Anthropic are now actively using the approach to alignment often called “Alignment Pretraining” or “Safety Pretraining” — using Stochastic Gradient Descent on a large body of natural or synthetic documents showing the AI assistant doing the right thing in morally challenging situations. They tried this out, found it works well and generalizes well, and they’re now using it.
I’m absolutely delighted. I’ve been repeatedly advocating this approach on LessWrong and the Alignment Forum for a couple of years now:
I’ve been very excited about this alignment technique ever since I read the seminal paper demonstrating that it was extremely effective: Pretraining Language Models with Human Preferences (Korbak et al., ’23). This was later followed up by Safety Pretraining: Toward the Next Generation of Safe AI (Maini, Goyal, Sam et al., ’25), You Are What You Eat - AI Alignment Requires Understanding How Data Shapes Structure and Generalisation (Lehalleur, Hoogland, Farrugia-Roberts et al., ’25), and most recently Alignment Pretraining: AI Discourse Causes Self-Fulfilling (Mis)alignment (Tice, Radmard, et al., ’26).
Others have also posted on LessWrong on this subject, such as TurnTrout’s Self-Fulfilling Misalignment Data Might Be Poisoning Our AI Models,[1] and Beren Millidge’s Alignment In The Age Of Synthetic Data, The case for removing alignment and ML research from the training data and My path to prosaic alignment and open questions. Nostalgebraist discussed something closely related in the void, as did Seth Herd in Broadening the training set for alignment.

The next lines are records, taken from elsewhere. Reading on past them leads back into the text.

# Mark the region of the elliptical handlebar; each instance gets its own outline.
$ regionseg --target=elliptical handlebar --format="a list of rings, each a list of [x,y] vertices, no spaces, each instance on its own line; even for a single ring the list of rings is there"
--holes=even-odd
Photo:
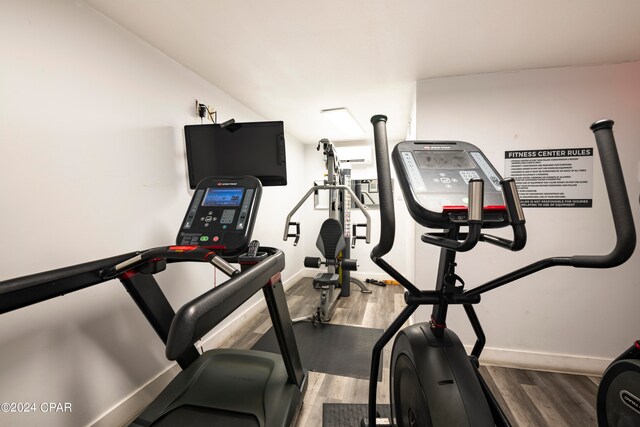
[[[391,188],[391,168],[389,167],[389,147],[387,143],[387,116],[371,117],[373,143],[378,172],[378,196],[380,198],[380,241],[371,250],[371,259],[380,258],[391,250],[396,234],[396,220]]]
[[[629,195],[622,174],[620,157],[613,136],[613,120],[594,122],[590,129],[596,138],[602,173],[609,196],[613,225],[616,231],[616,245],[606,255],[574,255],[569,265],[580,268],[616,267],[628,260],[636,247],[636,230],[633,224]]]
[[[527,229],[525,228],[526,221],[520,204],[516,181],[513,178],[506,178],[500,181],[500,186],[502,186],[504,203],[509,215],[509,224],[511,224],[511,229],[513,230],[513,240],[484,233],[480,235],[480,240],[510,251],[519,251],[527,244]]]
[[[480,241],[482,230],[482,207],[484,205],[484,181],[472,179],[469,181],[469,232],[463,241],[448,239],[435,233],[425,233],[422,241],[457,252],[473,249]]]

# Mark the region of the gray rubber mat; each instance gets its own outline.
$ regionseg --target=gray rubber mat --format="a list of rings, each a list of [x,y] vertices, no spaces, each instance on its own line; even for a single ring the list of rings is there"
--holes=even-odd
[[[367,416],[366,403],[324,403],[322,427],[360,427]],[[389,418],[389,405],[376,405],[378,417]]]
[[[293,325],[305,369],[343,377],[369,379],[371,351],[382,329],[300,322]],[[273,328],[252,347],[280,353]],[[382,380],[382,361],[378,381]]]

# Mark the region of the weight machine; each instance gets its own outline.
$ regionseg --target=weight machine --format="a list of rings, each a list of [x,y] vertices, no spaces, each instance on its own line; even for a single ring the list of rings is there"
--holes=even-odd
[[[300,199],[298,204],[289,212],[285,222],[283,240],[294,237],[294,246],[300,240],[300,222],[293,222],[291,218],[306,202],[312,194],[318,191],[329,191],[329,218],[323,223],[316,242],[316,246],[324,256],[324,261],[319,257],[305,257],[305,267],[320,268],[326,265],[327,272],[318,274],[314,278],[314,287],[321,289],[320,304],[316,311],[295,321],[328,322],[335,307],[337,298],[334,299],[333,292],[336,287],[340,287],[340,297],[351,295],[350,284],[353,283],[360,288],[362,293],[371,293],[371,290],[361,280],[351,277],[351,271],[356,270],[356,260],[349,259],[351,249],[355,248],[357,240],[365,240],[369,243],[371,235],[371,217],[366,206],[360,202],[360,198],[351,189],[351,170],[341,169],[340,160],[335,151],[334,145],[328,139],[321,139],[318,142],[317,150],[322,150],[327,170],[327,179],[322,185],[314,185]],[[354,224],[351,229],[351,203],[354,202],[358,209],[362,211],[366,218],[365,224]],[[341,232],[337,232],[337,225]],[[290,232],[291,226],[295,231]],[[357,235],[359,227],[365,228],[364,235]],[[351,246],[349,242],[351,241]]]

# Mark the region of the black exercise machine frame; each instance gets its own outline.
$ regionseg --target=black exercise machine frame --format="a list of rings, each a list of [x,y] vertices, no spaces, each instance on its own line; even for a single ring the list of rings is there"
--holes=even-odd
[[[174,262],[211,262],[220,268],[212,261],[219,258],[215,252],[195,246],[159,247],[1,281],[0,314],[117,278],[166,345],[167,358],[185,369],[200,356],[195,343],[262,289],[288,380],[302,388],[305,373],[280,277],[284,253],[270,247],[259,250],[267,254],[259,262],[243,260],[242,256],[226,258],[240,262],[242,271],[235,270],[229,280],[187,302],[177,312],[153,275]],[[119,270],[118,265],[125,267]],[[216,310],[212,311],[212,307]]]
[[[622,167],[620,165],[620,158],[615,145],[615,139],[613,136],[613,120],[600,120],[593,123],[590,127],[594,133],[596,139],[596,145],[598,147],[598,153],[602,164],[602,171],[604,174],[605,185],[607,189],[607,195],[609,197],[609,204],[613,217],[613,223],[616,233],[616,245],[614,249],[606,255],[575,255],[571,257],[551,257],[541,259],[533,262],[522,268],[514,270],[510,273],[504,274],[496,279],[493,279],[483,285],[477,286],[473,289],[463,291],[462,287],[456,287],[455,282],[457,276],[455,276],[455,255],[456,249],[452,247],[452,244],[439,244],[441,246],[440,263],[438,267],[438,282],[436,283],[436,290],[434,291],[422,291],[413,285],[407,278],[405,278],[400,272],[393,268],[389,263],[382,259],[382,256],[387,254],[392,246],[395,238],[395,215],[393,212],[393,196],[390,188],[391,172],[389,167],[389,154],[388,143],[386,134],[386,121],[387,118],[384,115],[376,115],[371,118],[373,124],[374,140],[375,140],[375,155],[376,155],[376,168],[378,173],[378,185],[380,196],[380,219],[381,219],[381,232],[379,243],[371,251],[371,259],[378,265],[383,271],[389,274],[392,278],[397,280],[402,287],[406,289],[404,299],[407,306],[400,312],[392,324],[383,332],[380,339],[376,342],[371,358],[371,371],[369,377],[369,397],[368,397],[368,412],[367,419],[369,426],[375,426],[376,420],[376,393],[377,393],[377,376],[380,366],[381,354],[384,346],[393,338],[393,336],[402,328],[402,325],[411,317],[420,305],[434,305],[434,315],[432,315],[432,324],[435,326],[434,334],[438,330],[443,330],[446,325],[444,322],[439,323],[439,318],[445,318],[448,305],[462,305],[465,313],[469,319],[469,322],[476,335],[476,342],[471,351],[470,359],[473,362],[472,365],[475,368],[476,375],[479,379],[480,386],[485,394],[489,408],[492,412],[494,420],[497,425],[509,426],[510,423],[497,403],[497,400],[491,393],[491,390],[487,386],[486,382],[480,375],[478,370],[478,359],[486,343],[486,338],[480,321],[477,317],[473,304],[480,302],[481,295],[490,290],[496,289],[500,286],[511,283],[515,280],[529,276],[546,268],[555,266],[572,266],[576,268],[611,268],[626,262],[634,252],[636,245],[636,233],[633,225],[633,216],[631,213],[631,206],[629,203],[629,197],[626,191],[624,183],[624,176],[622,174]],[[506,181],[506,180],[505,180]],[[507,189],[510,184],[503,183],[503,189]],[[470,185],[470,189],[471,189]],[[471,190],[470,190],[471,193]],[[514,218],[516,214],[516,206],[513,205],[512,196],[505,192],[507,209],[510,216],[510,223],[518,225],[517,223],[522,221],[524,223],[524,217]],[[469,197],[470,200],[473,198]],[[518,203],[519,204],[519,203]],[[469,211],[473,208],[470,206]],[[517,214],[516,214],[517,216]],[[516,221],[513,221],[516,219]],[[486,241],[488,243],[496,244],[506,249],[513,251],[519,250],[524,246],[519,242],[521,239],[526,239],[526,233],[523,235],[522,230],[519,227],[514,226],[514,241],[509,242],[505,239],[495,238],[494,236],[484,236],[480,233],[474,233],[474,239],[477,243],[478,240]],[[471,230],[471,226],[470,226]],[[453,242],[459,239],[469,239],[470,233],[460,233],[460,226],[453,225],[441,235],[435,233],[425,239],[423,235],[423,241],[428,243],[438,244],[437,240],[443,242]],[[471,242],[470,246],[475,245]],[[467,246],[462,250],[468,250]],[[444,274],[443,269],[447,269],[447,274]],[[452,281],[446,282],[445,277],[448,276]],[[464,285],[464,283],[463,283]],[[363,422],[366,422],[363,420]],[[364,423],[363,423],[364,425]]]

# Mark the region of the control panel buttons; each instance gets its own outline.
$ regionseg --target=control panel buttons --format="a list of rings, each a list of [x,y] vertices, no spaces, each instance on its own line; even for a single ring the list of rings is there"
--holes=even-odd
[[[225,209],[222,211],[222,216],[220,217],[220,224],[231,224],[233,222],[233,218],[236,216],[235,209]]]
[[[200,241],[201,241],[201,242],[208,242],[208,241],[209,241],[209,236],[202,236],[202,237],[200,237]]]
[[[427,188],[424,185],[424,181],[422,180],[422,176],[420,175],[420,171],[418,170],[418,166],[416,165],[413,155],[408,151],[402,152],[402,160],[407,169],[408,177],[409,177],[409,180],[411,181],[413,188],[418,192],[427,191]]]
[[[476,171],[460,171],[460,176],[464,180],[465,184],[469,184],[469,181],[472,179],[479,179],[480,175]]]

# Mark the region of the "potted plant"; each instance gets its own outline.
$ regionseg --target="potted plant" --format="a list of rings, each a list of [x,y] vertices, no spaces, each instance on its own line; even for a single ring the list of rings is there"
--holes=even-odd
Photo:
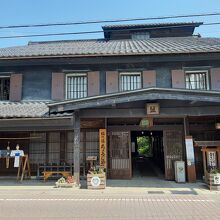
[[[105,189],[106,174],[103,168],[91,168],[87,174],[88,189]]]
[[[206,182],[210,190],[220,190],[220,170],[218,168],[210,168],[206,175]]]
[[[57,180],[55,183],[56,187],[73,187],[75,186],[75,180],[73,176],[68,176],[67,178],[61,177],[60,179]]]

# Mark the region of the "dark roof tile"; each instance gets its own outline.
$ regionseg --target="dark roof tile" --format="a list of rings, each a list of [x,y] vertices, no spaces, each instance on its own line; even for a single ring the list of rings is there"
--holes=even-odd
[[[147,40],[72,40],[34,42],[0,48],[1,58],[44,56],[159,55],[220,52],[220,38],[167,37]]]

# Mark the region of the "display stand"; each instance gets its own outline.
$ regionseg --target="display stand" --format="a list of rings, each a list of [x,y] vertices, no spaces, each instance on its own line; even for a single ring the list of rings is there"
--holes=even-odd
[[[31,168],[30,168],[29,157],[27,154],[24,155],[23,157],[20,157],[20,165],[18,167],[17,181],[22,182],[25,176],[31,178]]]
[[[220,190],[220,147],[202,147],[205,182],[211,190]]]

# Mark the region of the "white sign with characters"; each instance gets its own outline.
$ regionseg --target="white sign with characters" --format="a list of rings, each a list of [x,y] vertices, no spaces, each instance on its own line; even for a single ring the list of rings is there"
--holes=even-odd
[[[217,164],[216,164],[216,152],[214,151],[209,151],[208,152],[208,166],[210,167],[215,167]]]
[[[219,175],[214,176],[214,184],[215,185],[219,185],[220,184],[220,176]]]

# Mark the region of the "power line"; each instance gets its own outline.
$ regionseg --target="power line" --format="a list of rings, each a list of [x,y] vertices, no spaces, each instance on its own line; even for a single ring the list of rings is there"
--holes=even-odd
[[[211,26],[211,25],[220,25],[220,22],[213,22],[213,23],[204,23],[201,25]],[[152,30],[152,29],[166,29],[166,28],[178,28],[178,27],[189,27],[192,26],[190,24],[187,25],[173,25],[168,27],[149,27],[149,28],[141,28],[141,30]],[[135,31],[137,29],[129,29],[130,31]],[[115,32],[122,32],[126,30],[114,30]],[[64,36],[64,35],[82,35],[82,34],[97,34],[103,33],[102,30],[95,30],[95,31],[82,31],[82,32],[61,32],[61,33],[48,33],[48,34],[29,34],[29,35],[14,35],[14,36],[0,36],[0,39],[10,39],[10,38],[28,38],[28,37],[50,37],[50,36]],[[123,35],[123,33],[120,33]]]
[[[42,24],[25,24],[25,25],[8,25],[0,26],[0,29],[11,28],[36,28],[36,27],[49,27],[49,26],[68,26],[68,25],[85,25],[85,24],[99,24],[99,23],[117,23],[128,21],[147,21],[147,20],[162,20],[162,19],[176,19],[176,18],[192,18],[192,17],[208,17],[219,16],[220,12],[214,13],[201,13],[190,15],[172,15],[172,16],[160,16],[160,17],[148,17],[148,18],[125,18],[125,19],[112,19],[112,20],[89,20],[89,21],[77,21],[77,22],[57,22],[57,23],[42,23]]]

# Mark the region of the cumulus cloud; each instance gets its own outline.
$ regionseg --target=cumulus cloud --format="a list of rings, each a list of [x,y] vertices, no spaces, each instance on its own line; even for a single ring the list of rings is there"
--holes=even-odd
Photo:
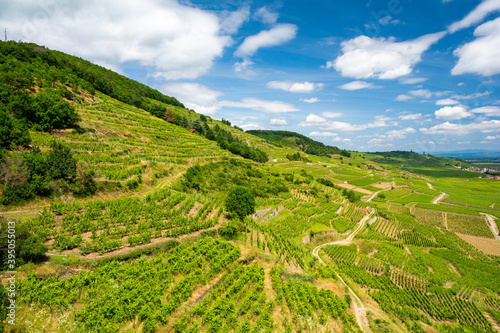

Anthropic are also specifically using fiction in which Claude does the right thing in difficult moral situations as training material, so they have even implemented my suggestion of Aligned AI Role-Model Fiction, which was also taken up by Aaron Silverbook/Hyperstition AI: see their posts Silicon Morality Plays: The Hyperstition Progress Report and Special Persona Training: Hyperstition Progress Report 2.
So I’m happy this idea’s time has finally come.
This post, like some of the other early discussion on this concept on LessWrong, focused primarily on suggesting we should keep examples of AIs behaving badly out of the training set. Anthropic have instead concentrated on the opposite: putting examples of LLMs behaving well into the training set. This is fully consistent with the academic papers on the subject, three of which tied both of these approaches and uniformly found that increasing good examples is much more important than reducing bad examples.